Background: Cognitive change is an important factor in understanding dementia. Estimating effects of exposures on cognitive change requires choosing an analytical timescale, typically time on study or current age. There is limited consensus regarding timescale choice in epidemiologic cognitive aging research. Methods: Using a coordinated analytic approach in 10 cohorts of older adults, we evaluated whether estimated effects of two exposures on memory change differed depending on timescale (time on study or current age). We modeled effects of apolipoprotein-E (APOE) ε4 genotype (a time-invariant exposure) and diabetes (a potentially time-varying/acquired exposure evaluated at baseline) using mixed-effects models with linear and nonlinear time specifications for both timescales. Results: Among APOE ε4 carriers, model-estimated memory scores at baseline (time on study timescale) or at each cohort’s median baseline age (current age timescale) were lower, and the average rate of decline was faster than among APOE ε4 noncarriers.

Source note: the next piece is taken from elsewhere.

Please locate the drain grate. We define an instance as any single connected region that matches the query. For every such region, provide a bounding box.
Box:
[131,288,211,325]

Model-estimated memory scores at baseline or at median baseline age were generally similar across baseline diabetes status, with variability across cohorts in the diabetes-memory change association. In some cohorts, trends in diabetes-memory change associations differed in direction across timescales. Conclusions: Timescale was largely inconsequential for estimated effects of APOE genotype, but yielded differences in estimated diabetes effects, raising questions about the appropriate scale. The current age scale may be problematic because diabetes was measured heterogeneously in age across individuals, a common issue in aging cohorts. Our work demonstrates approaches to evaluate alternative timescales, including in multicohort analyses, and highlights potential implications for estimated exposure effects on cognitive change.